Seeing little prospect of advancement in the army, in 1853 Captain Sherman resigned his position, and became manager of a bank in San Francisco, a branch of a house in St. Louis.
On his way to California, when near the Pacific coast, the ship Lewis struck on a reef, and all came near losing their lives. Sherman, with his usual mastery over circumstances, sat on the hurricane deck with the captain, and while others prayed, or called for help, waited calmly, and was among the last to leave the ship.

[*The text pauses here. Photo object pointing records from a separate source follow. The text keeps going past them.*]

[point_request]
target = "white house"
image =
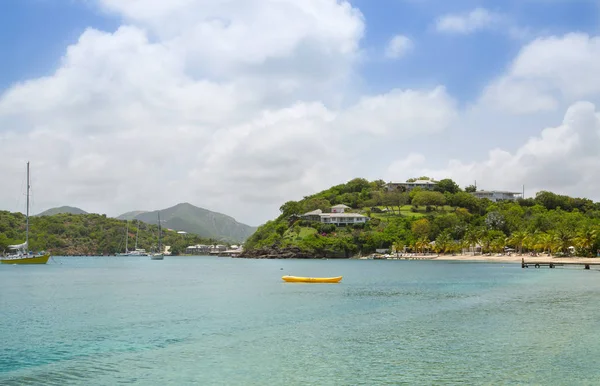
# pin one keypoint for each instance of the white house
(408, 186)
(339, 208)
(497, 195)
(336, 217)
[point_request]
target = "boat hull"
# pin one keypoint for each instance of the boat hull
(299, 279)
(41, 259)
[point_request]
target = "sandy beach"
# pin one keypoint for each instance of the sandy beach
(517, 258)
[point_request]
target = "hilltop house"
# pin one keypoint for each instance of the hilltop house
(408, 186)
(497, 195)
(338, 216)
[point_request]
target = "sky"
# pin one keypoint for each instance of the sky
(239, 106)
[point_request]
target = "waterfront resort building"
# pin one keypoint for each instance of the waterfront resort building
(408, 186)
(338, 216)
(497, 195)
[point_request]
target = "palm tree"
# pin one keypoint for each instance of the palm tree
(547, 242)
(564, 238)
(472, 238)
(442, 242)
(517, 239)
(586, 238)
(497, 244)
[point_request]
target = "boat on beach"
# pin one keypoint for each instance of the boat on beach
(300, 279)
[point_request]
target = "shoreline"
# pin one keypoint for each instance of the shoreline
(518, 259)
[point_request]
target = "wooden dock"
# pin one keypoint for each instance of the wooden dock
(549, 264)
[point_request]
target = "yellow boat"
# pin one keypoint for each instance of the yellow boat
(299, 279)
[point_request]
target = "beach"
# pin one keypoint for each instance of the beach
(516, 258)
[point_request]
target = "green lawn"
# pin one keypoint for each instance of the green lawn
(407, 211)
(304, 232)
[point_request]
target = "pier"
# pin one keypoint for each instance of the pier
(550, 264)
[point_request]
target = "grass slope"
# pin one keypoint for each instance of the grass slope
(61, 210)
(200, 221)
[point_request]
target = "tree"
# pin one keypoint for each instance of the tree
(465, 200)
(447, 185)
(290, 208)
(495, 221)
(517, 239)
(421, 228)
(425, 198)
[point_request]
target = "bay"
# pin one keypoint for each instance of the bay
(222, 321)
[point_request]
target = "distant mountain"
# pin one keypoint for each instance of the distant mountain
(200, 221)
(131, 215)
(62, 209)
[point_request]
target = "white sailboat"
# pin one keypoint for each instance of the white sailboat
(126, 239)
(22, 254)
(160, 254)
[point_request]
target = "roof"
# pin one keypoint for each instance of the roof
(341, 215)
(495, 191)
(314, 212)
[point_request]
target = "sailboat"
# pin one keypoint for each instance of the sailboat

When all were safely on the beach, he scrambled up the bluff, and finally saw a schooner loaded with lumber, on which he asked a passage to the city of San Francisco, that he might send help to the wrecked.
This schooner capsized, and Sherman found himself in the water, mixed up with planks and ropes, steadily drifting out to sea. He was finally picked up by a boat, and as soon as possible he sent two steamers to the relief of the passengers of the Lewis, which went to pieces the night after they got off.
In the unsettled state of the country, the bank did not prove a success, and was closed May 1, 1857. Mrs. Sherman and her three children, Minnie, Lizzie, and Willie, returned to Lancaster, Ohio.
For a time Sherman became agent in New York for the St. Louis house; but the latter failing in the financial disturbances of the country, his business ventures seemed at an end, and Sherman returned to Lancaster, July 28, 1858.
"I was then perfectly unhampered," he says, "but the serious and greater question remained, what was I to do to support my family, consisting of a wife and four children, all accustomed to more than the average comforts of life?"
Like General Grant, he had resigned from the regular army that he might earn enough to support his family. Banking had been no more successful than Grant's leather business.
Two sons of Mr. Ewing had gone to Leavenworth, Kansas, where they had bought some land, and opened a law office. They offered Sherman a partnership, as he had read law considerably. He accepted the position, but soon found that he did not earn money enough, so began to manage a farm, forty miles west of Leavenworth, for his father-in-law.
This not proving more remunerative than Grant's farming, he offered himself to the army again in 1859, feeling, that a sure, though small, amount was better for his family than the uncertainties of business. He was soon appointed the superintendent of a military college about to be organized at Alexandria, Louisiana.
This position did not prove an easy one. The building was a large and handsome one in the midst of four hundred acres of pine-land, but there was not a table, chair, or black-board ready for beginning. Sherman immediately engaged some carpenters, and went to work with his usual energy.